Narrativa de viagem
Embora apontado por Rubens Borba de Moraes como
um dos nossos melhores livros de viagem, um volume publicado em 1883 teve o
mesmo destino de centenas de livros que caíram no esquecimento. Não fosse o
autor avô do escritor Mário de Andrade, talvez a sua obra ainda estivesse
perdida entre publicações menores.
Borba de Moraes publicou, em 1979, o livro Lembranças de Mário de Andrade, contendo
sete cartas; e, na introdução, dedicou algumas considerações ao autor destes Apontamentos de viagem. As referências
elogiosas despertaram a atenção de Antônio Cândido que considera Rubens Borba
de Moraes como a maior autoridade em literatura de viagens no Brasil. Foram
estas circunstâncias que permitiram aos estudiosos da literatura brasileira o
acesso fácil ao livro de J. A. Leite Morais, editado pela Companhia das Letras,
com estudo introdutório, cronologia e notas de Antônio Cândido.
Mas não se trata de leitura destinada apenas aos
especialistas. O livro constitui fonte de informação e, sobretudo, de prazer,
pela narrativa ágil e viva do autor, pelo domínio da escrita, exercitada sem os
arroubos emocionais dos retardatários românticos. Diria mesmo que o texto
ultrapassa as marcas que se tornaram índices caricaturais do Século XIX e se
inscreve com notável atualidade entre a nossa melhor prosa. Não esqueçamos que
os bacharéis do século passado se compraziam com os arroubos de uma sintaxe
alambicada, onde o tonitroar da retórica florida ou os ingênuos queixumes
substituíam o encanto da sugestão e do bem dizer.
Leite Moraes era um homem do século XIX,
bacharel pela Faculdade de Direito de São Paulo. Viveu o momento em que o
epicentro dos acontecimentos culturais do país se deslocava para a florescente
província do café. A Faculdade de Direito do Largo de São Francisco dividia com
a do Recife a condição de eixo agregador das mais destacadas expressões do
romantismo brasileiro e dos momentos subseqüentes. Entre estes bacharéis
surgiram tanto os nossos melhores escritores quanto os nossos mais intragáveis
beletristas. Seu livro tinha tudo para não passar de um pedante relato de
bacharel: nomeado presidente da província de Goiás, começou suas anotações
quando partiu de Araraquara, a cavalo, atravessando cerrados, rios e pântanos.

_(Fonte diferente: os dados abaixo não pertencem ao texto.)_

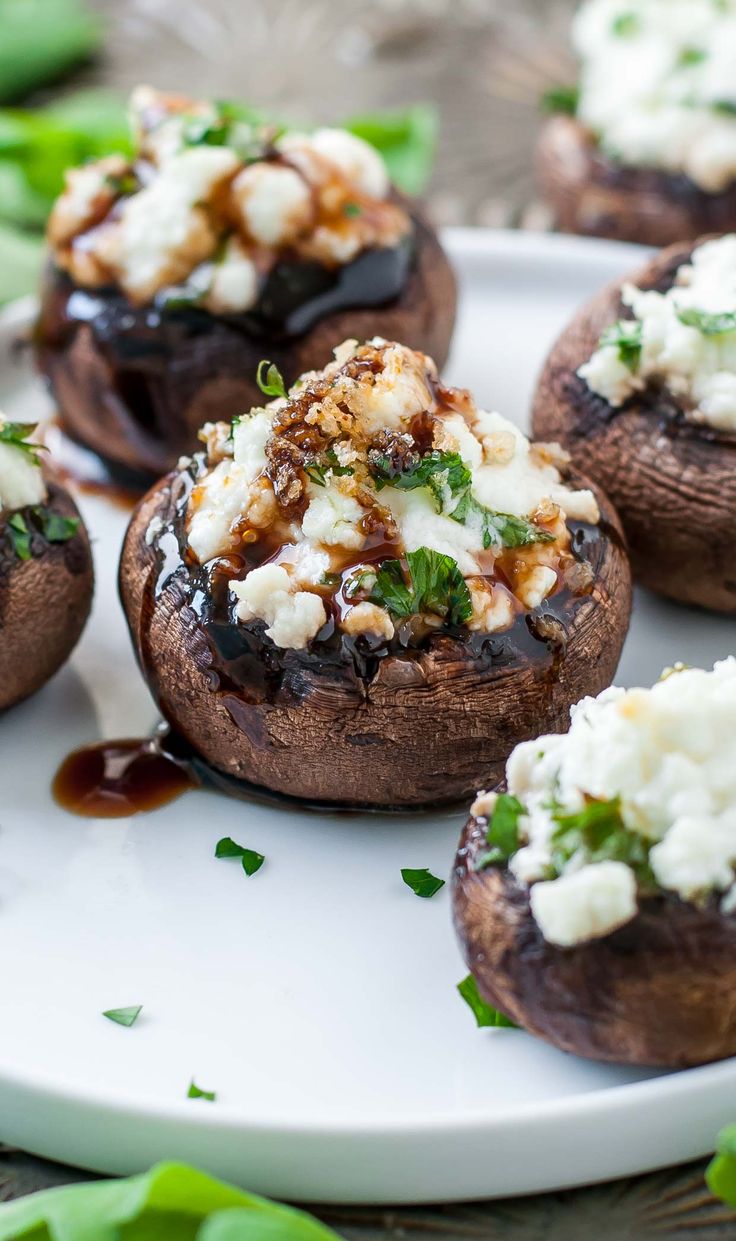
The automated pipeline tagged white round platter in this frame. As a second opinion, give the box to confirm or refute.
[0,228,734,1205]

Ocupou o governo de fevereiro a dezembro de 1881, quando resolveu retornar para
apresentar sua demissão aos conselheiros do Império. Sentindo-se sem condições
de empreender a longa viagem à cavalo de Goiás até São Paulo, arriscou-se numa
desconhecida aventura: seguir pelo rio Araguaia e descer o Tocantins até
alcançar o Pará. Em Belém, tomaria um confortável navio que, em pouco tempo, o
conduziria à Corte, no Rio de Janeiro.
Mas a viagem até Belém seria um desafio ao
desconhecido. Mal sabia das aventuras e perigos pelos intermináveis rios, onde
as corredeiras e redemoinhos representavam um perigo ainda maior que os animais
selvagens e as tribos hostis. A bordo de um bote movido por alguns remeiros
conheceu um outro Brasil, onde a natureza e suas criaturas, em estado
surpreendentemente selvagem, se opunham aos confortos e exigências da decantada
civilização.
O livro de Leite Moraes insere-se com interesse
e destacada qualidade na tradição da chamada literatura de viagem de Língua
Portuguesa, que a partir do século XVI passa a representar um filão
simultaneamente popular e enriquecedor. Com as descobertas marítimas, os
relatos de viagem passaram a representar não apenas um vigoroso antepassado do
moderno jornalismo, com suas “reportagens” sobre povos e costumes
desconhecidos, mas um elo com a velha tradição literária que remonta à odisséia
dos navegantes imortalizados por Homero. A narrativa de viagem não apenas se
situa nos primórdios da literatura ocidental, como inaugura a ponte que vai da
criação escrita à prática jornalística.
Se foi um gênero importante no Renascimento, no
Romantismo ele se tornou igualmente notável. As narrativas de viagem do século
XIX foram atreladas ao espírito nacionalista e destinadas ao conhecimento ou à
exaltação dos valores nacionais. As Viagens
na minha terra, de Garret, por exemplo, trazem no título o espírito que
norteava a reinvenção de um gênero da renascença, valorizado de novo pelo
ufanismo nativista. Numa outra vertente, a necessidade de escapismo e de fuga
do homem romântico conduziu a caminhos que ultrapassam as fronteiras do seu
povo, abandonando a nova modalidade de viagem.
Apontamentos
de viagem (de São Paulo à Capital de Goiás, desta à do Pará, pelos rios
Araguaia e Tocantins, e do Pará à Corte. Considerações administrativas e
políticas, pelo dr. J. A. Leite Moraes, ex-presidente de Goiás) é um livro que,
felizmente, traz poucas considerações administrativas e muito de encanto e
prazer. Não que o subtítulo seja enganoso. Leite Morais, de fato, se desincumbe
das suas considerações políticas e administrativas, mas o estilo da sua escrita
é tão leve, tão preciso e, ao mesmo tempo, com tal poder de sugestão que afasta
de nós a impressão de um texto sentencioso ou de um mero relatório pragmático.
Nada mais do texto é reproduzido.